Sylvie, remembering that she prided herself on being a realist, rallied to her senses. To hell with this droopy, mournful feeling, she thought. Aha! She got an idea…
(Also, she decided, she would text Gala back and say yes to happy hour tonight. She would regale Gala with how pitiful Cassandra was, and she would get drunk and be light and witty and cruel.)

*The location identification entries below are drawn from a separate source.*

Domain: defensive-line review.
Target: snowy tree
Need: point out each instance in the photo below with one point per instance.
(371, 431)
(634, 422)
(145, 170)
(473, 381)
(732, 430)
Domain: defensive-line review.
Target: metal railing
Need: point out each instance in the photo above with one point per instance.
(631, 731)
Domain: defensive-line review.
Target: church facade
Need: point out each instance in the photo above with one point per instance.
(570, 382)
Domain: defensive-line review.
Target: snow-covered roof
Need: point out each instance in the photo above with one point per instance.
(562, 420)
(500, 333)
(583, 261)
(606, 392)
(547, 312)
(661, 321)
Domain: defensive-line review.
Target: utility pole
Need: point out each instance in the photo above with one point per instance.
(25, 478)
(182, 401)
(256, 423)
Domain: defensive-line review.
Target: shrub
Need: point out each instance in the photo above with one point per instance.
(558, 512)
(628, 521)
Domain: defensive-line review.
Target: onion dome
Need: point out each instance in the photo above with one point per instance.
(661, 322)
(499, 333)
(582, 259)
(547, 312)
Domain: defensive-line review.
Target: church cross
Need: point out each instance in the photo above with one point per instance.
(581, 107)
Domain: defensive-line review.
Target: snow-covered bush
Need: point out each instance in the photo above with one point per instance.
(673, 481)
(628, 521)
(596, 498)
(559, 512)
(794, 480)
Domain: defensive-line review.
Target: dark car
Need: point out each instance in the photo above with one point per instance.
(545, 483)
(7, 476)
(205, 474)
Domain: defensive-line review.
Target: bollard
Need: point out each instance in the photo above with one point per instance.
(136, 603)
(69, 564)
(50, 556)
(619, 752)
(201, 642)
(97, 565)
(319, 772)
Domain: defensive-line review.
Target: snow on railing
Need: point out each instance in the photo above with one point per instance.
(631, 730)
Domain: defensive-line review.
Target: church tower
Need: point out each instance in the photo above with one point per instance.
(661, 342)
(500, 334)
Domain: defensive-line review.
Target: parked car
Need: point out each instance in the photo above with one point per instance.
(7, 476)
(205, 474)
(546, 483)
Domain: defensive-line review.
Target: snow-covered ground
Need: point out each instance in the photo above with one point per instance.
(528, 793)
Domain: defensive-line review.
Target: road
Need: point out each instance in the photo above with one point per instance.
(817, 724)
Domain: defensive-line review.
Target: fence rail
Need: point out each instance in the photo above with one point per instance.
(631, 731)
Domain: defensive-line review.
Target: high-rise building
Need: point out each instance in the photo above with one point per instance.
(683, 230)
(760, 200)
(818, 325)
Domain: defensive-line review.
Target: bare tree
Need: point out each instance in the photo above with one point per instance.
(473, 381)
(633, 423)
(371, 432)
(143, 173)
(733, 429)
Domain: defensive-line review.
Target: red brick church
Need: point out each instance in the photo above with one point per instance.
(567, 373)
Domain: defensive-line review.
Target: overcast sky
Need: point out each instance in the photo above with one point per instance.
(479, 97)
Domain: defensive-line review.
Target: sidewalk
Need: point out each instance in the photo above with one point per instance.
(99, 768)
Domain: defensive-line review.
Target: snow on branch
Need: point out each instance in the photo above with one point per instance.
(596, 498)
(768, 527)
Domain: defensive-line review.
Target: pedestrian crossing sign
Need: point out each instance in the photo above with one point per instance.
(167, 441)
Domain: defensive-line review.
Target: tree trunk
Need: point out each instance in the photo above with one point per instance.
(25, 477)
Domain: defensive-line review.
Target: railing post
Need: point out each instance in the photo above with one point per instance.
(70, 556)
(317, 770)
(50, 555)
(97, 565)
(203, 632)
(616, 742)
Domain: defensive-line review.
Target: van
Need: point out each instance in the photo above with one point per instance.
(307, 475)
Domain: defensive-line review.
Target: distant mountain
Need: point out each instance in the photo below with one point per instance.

What she was picturing, now, was not her younger self in New York but in Cambridge, the sweet, dreary hamlet of her vanished girlhood, that place that in its curious, cobwebby mixture of intellectualism and innocence was so remote to her that she seldom even thought of it anymore, in Cambridge one purplish gray winter morning with Cassandra beside her: standing at the counter of Black Currant and tormenting poor, hobbled Tish, aslant on that mysterious pair of crutches, by asking her with a big smile on her face for extra cranberries on her oatmeal. That girl! That girl with the beautiful, clear skin, beautiful, compact body, black leggings, and motorcycle boots! That girl, with the glittering callousness of youth upon her! That was the girl who she wanted, for the purposes of today’s encounter, to pretend to continue to be.
Sylvie straightened her spine and pivoted her body back toward the register.
“Hey, Cassandra,” she announced. “I’m so sorry, I must have forgotten to ask! Do you think that I could have this gift-wrapped?”